The activation of the NF-κB p65/PD-L1 signaling pathway in AIDS-related PCNSL is related to TNF-α and IFN-γ but not to MYD88 and CD79B mutations

AIDS-related primary central nervous system lymphoma (AR-PCNSL) differs from immunocompetent PCNSL (IC-PCNSL) due to its immune function and higher mortality rates, emphasizing the urgent need for new treatment targets. This study aimed to investigate the role of the NF-κB p65/PD-L1 signaling pathway in AR-PCNSL. A total of 56 PCNSL tissue samples, including 32 AR-PCNSL cases and 24 IC-PCNSL cases, were analyzed for clinicopathological and imaging features. Histopathological examination was conducted using hematoxylin and eosin (HE) staining, PD-L1 immunohistochemistry and Epstein-Barr encoding region (EBER) in situ hybridization. Differentially expressed molecules (DEMs) were identified via bulk RNA-Seq analysis, while functional pathways were explored through Kyoto Encyclopedia of Genes and Genomes (KEGG) analysis. MYD88 L265P and CD79B mutations were detected using sanger sequencing. Additionally, RT-PCR was used to measure the mRNA expression levels of TNF-α and IFN-γ in frozen tissues, while western blotting assessed the protein expression levels of p-NF-κB p65, NF-κB p65, and PD-L1 in cell lines.
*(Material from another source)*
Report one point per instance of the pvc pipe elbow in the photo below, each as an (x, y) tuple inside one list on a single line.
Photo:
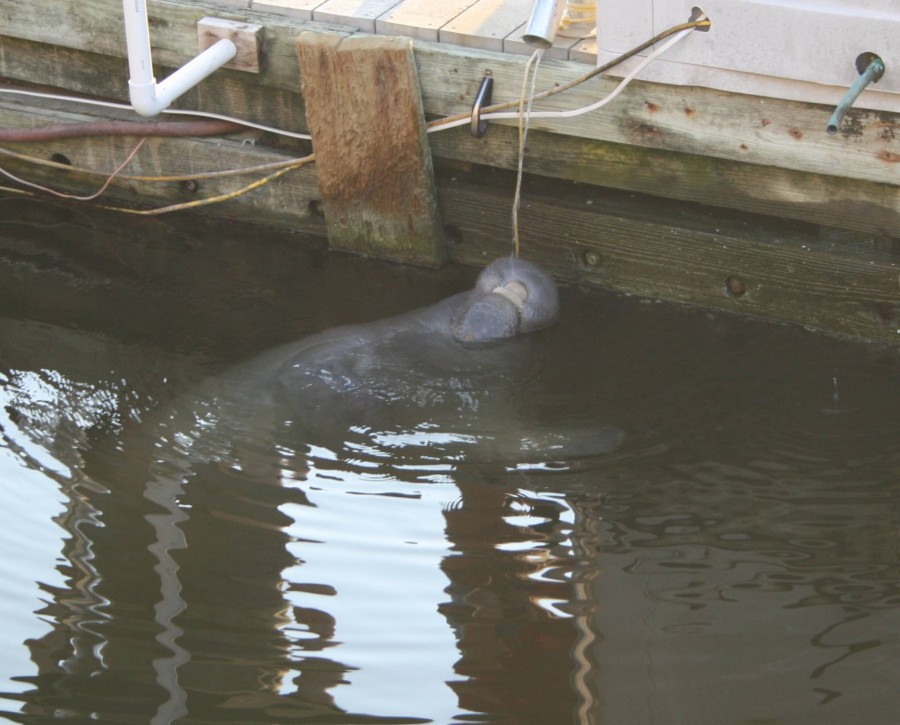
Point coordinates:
[(149, 98)]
Compared with IC-PCNSL tissues, AR-PCNSL tissues demonstrated significantly more necrosis (p = 0.001). Imaging analysis showed that AR-PCNSLs had lower ADC (Apparent Diffusion Coefficient, ADC) values (p = 0.000) and more frequent annular enhancement signals (p = 0.007) on DWI (diffusion weighted imaging, DWI). The PD-L1 and EBER positivity rates were higher in AR-PCNSL patients. Co-occurring mutations in MYD88 L265P and CD79B were rare in AR-PCNSL, and were found in only 6.7 % (1/15) of samples, while these mutations appeared in 60.0 % (9/15) of the IC-PCNSL patients (p = 0.005). The RNA levels of TNF-α and IFN-γ were significantly higher in AR-PCNSL patients than in IC-PCNSL patients (p = 0.001). Western blot analysis after TNF-α and IFN-γ treatment revealed increased expression of p-P65 protein and PD-L1. This study provides new evidence indicating that TNF-α and IFN-γ mediated activation of the NF-κB p65/PD-L1 signaling pathway may contribute to the pathogenesis of AR-PCNSL.